European Architecture

ca. 1781. (Notes on the State of Virginia). "The inhabitants of Europe, who dwell chiefly in houses of stone or brick, are surely as healthy as those of Virginia. These houses have the advantage too of being warner in winter and cooler in summer than those of wood; of being cheaper in their first construction, where line convenient, and infinitely more durable."[10]

1786 May 4. (Jefferson to John Page). "The city of London, tho' handsomer than Paris, is not so handsome as Philadelphia. Their architecture is in the most wretched stile I ever saw, not meaning to except America where it is bad, nor even Virginia where it is worse than in any other part of America, which I have seen."[11]

1787 March 20. (Jefferson to Madame de Tessé). "Here I am, Madame, gazing whole hours at the Maison quarrée, like a lover at his mistress. The stocking weavers and silk spinners around it consider me as an hyprochondriac Englishman, about to write with a pistol the last chapter of his history. This is the second time I have been in love since I left Paris. The first was with a Diana at the Chateau de Laye Epinaye in the Beaujolois, a delicious morsel of sculpture, by Michael Angelo Slodtz. This, you will say, was in rule, to fall in love with a fine woman: but, with a house! It is out of all precedent! No, madam, it is not without a precedent in my own history. While at Paris, I was violently smitten with the hotel de Salm, and used to go to the Thuileries almost daily to look at it. The loueuse des chaises, inattentive to my passion, never had the complaisance to place a chair there; so that, sitting on the parapet, and twisting my neck round to see the object of my admiration, I generally left with a torticollis.[12] From Lyons to Nismes I have been nourished with the remains of Roman grandeur."[13]
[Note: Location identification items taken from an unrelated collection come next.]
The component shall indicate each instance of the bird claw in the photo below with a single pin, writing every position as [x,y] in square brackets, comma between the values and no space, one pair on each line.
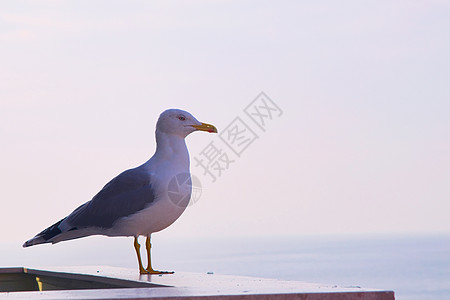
[154,272]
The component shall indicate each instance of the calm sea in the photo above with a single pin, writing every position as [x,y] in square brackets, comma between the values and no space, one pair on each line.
[415,267]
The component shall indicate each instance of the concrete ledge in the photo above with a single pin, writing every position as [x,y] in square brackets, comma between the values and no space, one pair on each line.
[120,283]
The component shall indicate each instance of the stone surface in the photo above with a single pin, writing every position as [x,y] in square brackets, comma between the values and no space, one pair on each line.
[194,286]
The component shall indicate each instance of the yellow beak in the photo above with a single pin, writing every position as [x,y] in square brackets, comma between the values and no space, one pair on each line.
[205,127]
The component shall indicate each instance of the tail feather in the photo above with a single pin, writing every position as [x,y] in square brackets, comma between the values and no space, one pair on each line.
[45,236]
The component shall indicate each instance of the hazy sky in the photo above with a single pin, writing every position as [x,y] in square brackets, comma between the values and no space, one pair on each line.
[362,144]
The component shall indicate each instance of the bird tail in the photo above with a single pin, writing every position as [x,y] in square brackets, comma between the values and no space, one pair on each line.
[46,236]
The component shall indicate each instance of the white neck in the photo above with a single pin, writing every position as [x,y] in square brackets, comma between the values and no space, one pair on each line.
[171,147]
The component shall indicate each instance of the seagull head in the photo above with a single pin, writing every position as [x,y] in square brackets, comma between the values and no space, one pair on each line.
[181,123]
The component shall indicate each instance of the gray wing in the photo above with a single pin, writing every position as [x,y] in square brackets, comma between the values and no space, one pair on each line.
[126,194]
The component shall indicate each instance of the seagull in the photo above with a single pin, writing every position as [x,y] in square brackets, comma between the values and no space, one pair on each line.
[138,201]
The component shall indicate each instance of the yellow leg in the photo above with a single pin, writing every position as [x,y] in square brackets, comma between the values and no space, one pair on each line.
[137,247]
[150,270]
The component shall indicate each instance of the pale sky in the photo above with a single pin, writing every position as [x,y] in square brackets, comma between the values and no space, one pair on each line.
[362,145]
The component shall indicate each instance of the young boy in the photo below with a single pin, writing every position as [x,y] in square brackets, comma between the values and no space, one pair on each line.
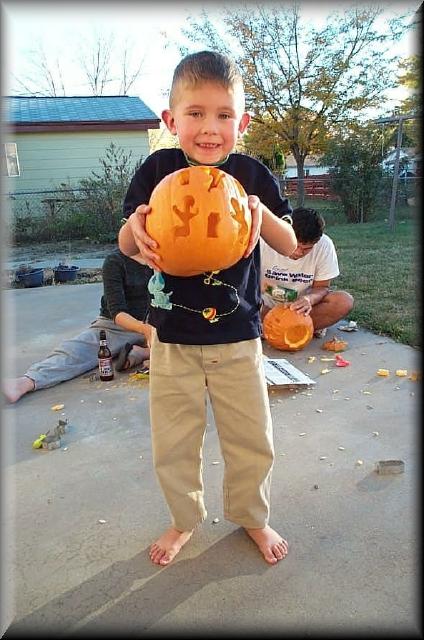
[309,271]
[189,355]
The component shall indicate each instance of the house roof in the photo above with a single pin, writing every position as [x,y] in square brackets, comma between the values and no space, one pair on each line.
[77,112]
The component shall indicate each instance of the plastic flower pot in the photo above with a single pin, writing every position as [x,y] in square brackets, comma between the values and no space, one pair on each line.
[30,278]
[63,273]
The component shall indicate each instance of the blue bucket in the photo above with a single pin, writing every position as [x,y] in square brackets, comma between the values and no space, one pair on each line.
[63,273]
[31,278]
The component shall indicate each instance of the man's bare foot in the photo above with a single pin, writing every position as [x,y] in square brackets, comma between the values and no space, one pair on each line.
[270,543]
[164,550]
[15,388]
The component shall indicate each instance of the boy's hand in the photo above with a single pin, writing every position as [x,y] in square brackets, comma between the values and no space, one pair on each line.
[147,331]
[255,207]
[144,242]
[302,305]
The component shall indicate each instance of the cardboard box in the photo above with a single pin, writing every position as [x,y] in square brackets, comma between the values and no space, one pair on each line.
[280,373]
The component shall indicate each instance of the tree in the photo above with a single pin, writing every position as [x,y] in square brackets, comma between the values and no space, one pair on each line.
[355,158]
[409,77]
[303,81]
[101,64]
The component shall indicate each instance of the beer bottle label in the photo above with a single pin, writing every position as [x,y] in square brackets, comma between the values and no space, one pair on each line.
[105,366]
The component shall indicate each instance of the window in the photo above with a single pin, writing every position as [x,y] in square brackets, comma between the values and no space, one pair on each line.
[10,161]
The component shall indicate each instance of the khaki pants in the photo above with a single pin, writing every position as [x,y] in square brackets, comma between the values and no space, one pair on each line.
[232,374]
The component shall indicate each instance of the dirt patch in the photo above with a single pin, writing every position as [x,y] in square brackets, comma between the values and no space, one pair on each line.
[21,257]
[63,252]
[84,276]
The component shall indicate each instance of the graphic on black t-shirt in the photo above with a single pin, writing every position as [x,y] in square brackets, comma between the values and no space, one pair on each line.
[162,299]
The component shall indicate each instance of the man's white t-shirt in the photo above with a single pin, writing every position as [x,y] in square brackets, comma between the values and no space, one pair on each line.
[277,270]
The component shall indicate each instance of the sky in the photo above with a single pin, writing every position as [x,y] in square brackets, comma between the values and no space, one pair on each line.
[62,28]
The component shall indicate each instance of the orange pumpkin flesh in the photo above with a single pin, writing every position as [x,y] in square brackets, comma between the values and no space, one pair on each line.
[200,220]
[287,330]
[335,344]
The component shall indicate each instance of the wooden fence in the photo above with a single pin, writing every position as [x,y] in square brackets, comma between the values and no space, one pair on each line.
[315,187]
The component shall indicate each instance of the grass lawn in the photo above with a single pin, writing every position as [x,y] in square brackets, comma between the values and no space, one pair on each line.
[381,269]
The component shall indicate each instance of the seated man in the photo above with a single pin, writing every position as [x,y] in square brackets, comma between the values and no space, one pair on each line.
[308,271]
[123,310]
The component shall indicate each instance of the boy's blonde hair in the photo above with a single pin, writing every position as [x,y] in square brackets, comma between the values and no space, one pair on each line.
[205,66]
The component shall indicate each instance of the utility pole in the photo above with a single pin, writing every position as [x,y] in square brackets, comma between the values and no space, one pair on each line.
[399,120]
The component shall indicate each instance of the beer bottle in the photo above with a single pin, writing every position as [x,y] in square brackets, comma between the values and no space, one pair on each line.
[105,358]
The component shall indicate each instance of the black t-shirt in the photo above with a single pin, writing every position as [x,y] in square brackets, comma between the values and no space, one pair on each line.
[124,287]
[199,309]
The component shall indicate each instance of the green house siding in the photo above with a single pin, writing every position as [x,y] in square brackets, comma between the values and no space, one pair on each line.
[48,159]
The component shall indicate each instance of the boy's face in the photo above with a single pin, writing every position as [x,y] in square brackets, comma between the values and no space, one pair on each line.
[302,249]
[207,119]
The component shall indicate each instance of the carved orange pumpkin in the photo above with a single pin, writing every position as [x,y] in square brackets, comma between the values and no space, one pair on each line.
[287,330]
[200,220]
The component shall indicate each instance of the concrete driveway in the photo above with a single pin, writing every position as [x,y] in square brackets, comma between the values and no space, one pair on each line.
[78,520]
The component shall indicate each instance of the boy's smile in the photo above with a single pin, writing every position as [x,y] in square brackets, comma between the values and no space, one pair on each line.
[207,119]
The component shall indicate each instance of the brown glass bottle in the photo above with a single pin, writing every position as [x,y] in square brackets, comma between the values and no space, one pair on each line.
[105,358]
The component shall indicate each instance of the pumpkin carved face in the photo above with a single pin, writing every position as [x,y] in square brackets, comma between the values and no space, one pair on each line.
[200,220]
[287,330]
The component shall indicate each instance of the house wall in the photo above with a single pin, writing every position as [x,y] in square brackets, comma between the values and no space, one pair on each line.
[47,159]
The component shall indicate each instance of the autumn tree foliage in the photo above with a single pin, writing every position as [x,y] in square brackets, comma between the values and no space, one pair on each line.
[302,79]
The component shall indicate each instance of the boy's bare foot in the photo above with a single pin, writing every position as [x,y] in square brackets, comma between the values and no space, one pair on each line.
[270,543]
[15,388]
[164,550]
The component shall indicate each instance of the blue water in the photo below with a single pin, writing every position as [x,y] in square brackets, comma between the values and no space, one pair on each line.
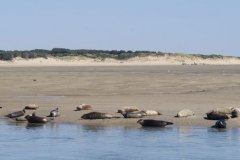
[72,142]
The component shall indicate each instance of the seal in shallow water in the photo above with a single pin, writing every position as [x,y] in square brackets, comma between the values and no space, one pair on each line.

1791 April 10. (Jefferson to Pierre Charles L'Enfant). "Whenever it is proposed to prepare plans for the Capitol, I should prefer the adoption of some one of the models of antiquity which have had the approbation of thousands of years; and for the President's house I should prefer the celebrated fronts of Modern buildings which have already received the approbation of all good judges. Such are the Galerie du Louvre, the Garde meubles, and two fronts of the Hotel de Salm."[14]

Footnotes

  1. PTJ, 8:535.
  2. Ibid., 9:240. Letterpress copy at Library of Congress.
  3. Ibid., 13:269.
  4. Letterpress copy at Library of Congress.
  5. Polygraph copy at the Library of Congress.
  6. Polygraph copy is at the Massachusetts Historical Society.
  7. Statement attributed to Jefferson in Margaret Bayard Smith, A Winter in Washington,(New York: 1824), 2:261.
  8. Notes, ed. Peden, 152-153.
  9. Ibid., 154.
  10. Ibid.
  11. PTJ, 9:445.
  12. "A rheumatic or other affection of the muscles of the neck, in which it is so twisted as to keep the head turned to one side; wry-neck." Oxford English Dictionary, s.v. "torticollis," http://dictionary.oed.com/cgi/entry/50254877? (accessed December 17, 2008).
  13. PTJ, 11:226.
  14. Ibid., 20:86. Letterpress copy at the Library of Congress.